Reputation: 9841
In days of Turbo C/C++ you could easily modify strings like in
char * str = "Hello";
str[1] = '1'; //it will make it H1llo;
Now they are stored in .bss
and you are not allowed to modify them directly. Why? Doesn't this make modifying a string difficult?
Is there any quick fix (but without side-effects) for it? I can strdup()
like functions, but directly modifying strings was real fun.
Upvotes: 0
Views: 714
Reputation: 20392
To answer the "why" question. The trivial answer that others already mentioned is "it's undefined behavior". Which means that the standard allows the compiler to do whatever the compiler wants.
But why is it undefined behavior? The reason is that in large software projects you can often end up with thousands of duplicated strings, maybe you have a macro that crashes the program if it detects some inconsistency and prints out a message. This macro is repeated in thousands of places and prints the same message every time. If strings were modifiable, the message would have to be duplicated thousands of time in the final binary. To prevent that lots of linkers perform deduplication of strings in the binary which means that if you have printf("foo\n"); printf("foo\n");
in your program both "foo\n"
strings will be in the same memory location. Now imagine that you have: char *foo = "foo\n"; printf("foo\n");
The compiler might think that it can deduplicate the string and somewhere else in your program you do *foo = 'b';
. Now the printf will be incorrect. To prevent this, modifying string literals is undefined behavior and modern compilers will use that fact to deduplicate strings (on a much more advanced level than my examples here) and hopefully generate the program in such a way that modifying string literals will crash.
Upvotes: 2
Reputation: 106068
As you observe, you're not allowed by the Standard to modify the string literals content, and modern compiler's/OSs arrange memory permissions accordingly.

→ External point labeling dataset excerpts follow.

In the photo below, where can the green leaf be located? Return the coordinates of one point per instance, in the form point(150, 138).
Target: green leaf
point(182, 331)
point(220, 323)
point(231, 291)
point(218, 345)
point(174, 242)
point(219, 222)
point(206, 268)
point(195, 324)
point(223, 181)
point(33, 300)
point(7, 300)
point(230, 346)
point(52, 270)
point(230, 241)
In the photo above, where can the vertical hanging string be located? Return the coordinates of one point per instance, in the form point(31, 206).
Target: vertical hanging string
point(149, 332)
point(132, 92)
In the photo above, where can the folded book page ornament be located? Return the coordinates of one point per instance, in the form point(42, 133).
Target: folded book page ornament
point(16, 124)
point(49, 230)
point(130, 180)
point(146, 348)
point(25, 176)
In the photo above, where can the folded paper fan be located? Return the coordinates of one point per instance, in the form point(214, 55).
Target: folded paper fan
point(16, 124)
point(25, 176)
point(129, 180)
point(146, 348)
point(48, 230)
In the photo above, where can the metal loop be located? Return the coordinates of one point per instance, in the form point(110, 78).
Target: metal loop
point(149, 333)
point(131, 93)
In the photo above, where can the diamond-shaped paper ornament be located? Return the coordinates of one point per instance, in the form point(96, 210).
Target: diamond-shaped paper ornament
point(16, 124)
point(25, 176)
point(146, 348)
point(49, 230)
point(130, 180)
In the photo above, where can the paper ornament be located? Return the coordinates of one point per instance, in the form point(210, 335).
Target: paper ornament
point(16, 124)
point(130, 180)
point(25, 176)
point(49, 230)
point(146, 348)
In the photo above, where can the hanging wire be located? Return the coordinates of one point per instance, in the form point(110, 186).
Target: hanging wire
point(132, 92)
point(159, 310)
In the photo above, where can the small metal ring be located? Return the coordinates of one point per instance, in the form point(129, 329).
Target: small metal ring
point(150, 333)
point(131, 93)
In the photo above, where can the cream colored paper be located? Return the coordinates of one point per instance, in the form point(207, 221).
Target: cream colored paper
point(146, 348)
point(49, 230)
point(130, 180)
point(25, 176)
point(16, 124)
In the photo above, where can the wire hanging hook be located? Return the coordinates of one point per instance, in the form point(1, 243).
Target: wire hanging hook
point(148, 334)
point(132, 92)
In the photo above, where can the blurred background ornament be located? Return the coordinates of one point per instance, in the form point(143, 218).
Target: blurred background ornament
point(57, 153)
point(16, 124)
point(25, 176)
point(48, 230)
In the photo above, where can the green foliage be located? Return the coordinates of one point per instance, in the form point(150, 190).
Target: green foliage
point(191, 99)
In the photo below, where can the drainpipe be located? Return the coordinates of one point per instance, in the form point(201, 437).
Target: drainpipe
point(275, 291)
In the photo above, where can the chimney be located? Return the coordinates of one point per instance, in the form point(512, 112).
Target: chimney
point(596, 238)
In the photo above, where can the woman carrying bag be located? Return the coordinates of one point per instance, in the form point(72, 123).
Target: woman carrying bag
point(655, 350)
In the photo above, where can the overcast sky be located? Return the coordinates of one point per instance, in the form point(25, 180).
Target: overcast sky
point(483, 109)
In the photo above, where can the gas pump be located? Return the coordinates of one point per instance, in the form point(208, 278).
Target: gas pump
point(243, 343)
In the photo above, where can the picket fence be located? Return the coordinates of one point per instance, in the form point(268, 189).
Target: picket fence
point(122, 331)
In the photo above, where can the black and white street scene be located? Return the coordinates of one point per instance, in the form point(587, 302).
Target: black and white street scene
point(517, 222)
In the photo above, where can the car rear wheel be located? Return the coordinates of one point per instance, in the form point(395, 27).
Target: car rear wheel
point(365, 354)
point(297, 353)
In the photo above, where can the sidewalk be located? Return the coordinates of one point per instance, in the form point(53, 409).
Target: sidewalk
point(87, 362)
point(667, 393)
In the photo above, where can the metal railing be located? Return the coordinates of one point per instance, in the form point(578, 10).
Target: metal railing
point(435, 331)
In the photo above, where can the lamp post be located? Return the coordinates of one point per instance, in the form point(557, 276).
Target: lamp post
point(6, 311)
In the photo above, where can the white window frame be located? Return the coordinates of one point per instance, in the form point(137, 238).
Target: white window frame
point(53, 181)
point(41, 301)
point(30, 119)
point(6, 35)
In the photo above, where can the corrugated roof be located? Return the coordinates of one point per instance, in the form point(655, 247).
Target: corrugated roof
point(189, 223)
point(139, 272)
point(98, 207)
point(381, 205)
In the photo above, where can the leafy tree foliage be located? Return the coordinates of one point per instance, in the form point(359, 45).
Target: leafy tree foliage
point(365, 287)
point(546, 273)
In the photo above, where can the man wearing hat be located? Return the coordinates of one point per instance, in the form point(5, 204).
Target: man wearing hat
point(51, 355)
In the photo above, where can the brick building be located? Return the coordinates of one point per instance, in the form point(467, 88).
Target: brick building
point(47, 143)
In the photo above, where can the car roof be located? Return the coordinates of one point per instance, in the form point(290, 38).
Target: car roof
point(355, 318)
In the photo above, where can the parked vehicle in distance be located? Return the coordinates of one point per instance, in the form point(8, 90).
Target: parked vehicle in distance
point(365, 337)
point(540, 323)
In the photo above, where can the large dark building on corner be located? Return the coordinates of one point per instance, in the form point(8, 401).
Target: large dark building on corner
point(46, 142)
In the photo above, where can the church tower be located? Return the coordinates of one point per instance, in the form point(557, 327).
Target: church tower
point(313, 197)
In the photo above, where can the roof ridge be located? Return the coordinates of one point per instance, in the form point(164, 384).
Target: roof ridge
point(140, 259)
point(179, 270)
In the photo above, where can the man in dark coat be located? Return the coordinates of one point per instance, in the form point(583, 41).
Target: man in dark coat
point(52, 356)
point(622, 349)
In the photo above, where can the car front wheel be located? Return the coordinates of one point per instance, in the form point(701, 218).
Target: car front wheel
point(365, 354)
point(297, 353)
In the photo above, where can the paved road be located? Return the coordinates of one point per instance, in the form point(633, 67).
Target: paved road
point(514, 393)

The reason is that the compiler may see a literal used in many places in the code, for example:
in x.cpp: std::cerr << "Error" << separator << msg << '\n';
in y.cpp: if (x == "Error") ...
in z.cpp: q = "StackOverflowError";
It's very desirable to avoid having all those string literals appear separately in the executable image and loaded process memory; instead, the compiler may arrange a single memory region containing "StackOverFlowError\0" and use pointers to the relevant start character (whether the 'S' or 'E') at the points of use.
If you were allowed to modify the value - perhaps deciding that you wanted x.cpp to display "Alert" instead of "Error", it could unintentionally break the code from y.cpp and z.cpp too.
Is there a quick fix?
Well, if depends what you think's broken. If you mean a way to modify the string literals, then no... that's undefined behaviour for the reasons explained above, and the memory protection mechanisms will vary with the OS etc.. If you mean to be able to modify textual data in a similar way, then yes: char* s = "abc";
puts s
on the stack, but it points to that .bss data as you've observed. If you instead write:
char s[] = "abc";
Then s
is still on the stack but is now an array with space for 4 character, the string literal is still in the .bss, but whenever that line runs it copies from the latter to the former, after which you're able to modify the stack-based copy ala s[1] = 'x';
.
Of course, putting your data into a std::string
is normally a better approach.
Upvotes: 10
Reputation: 84792
Modifying string literals is undefined behaviour under C standard.
The fact that you could do it with older compilers does not imply that it's legal in all compilers, they merely used to be more permissive and did not protect you from writing this memory area.
You can do:
char str[] = "Hello";
str[1] = '1';
This will create a mutable array of char
and initialise it with a copy of string literal's value (including a \0
terminator).
Upvotes: 3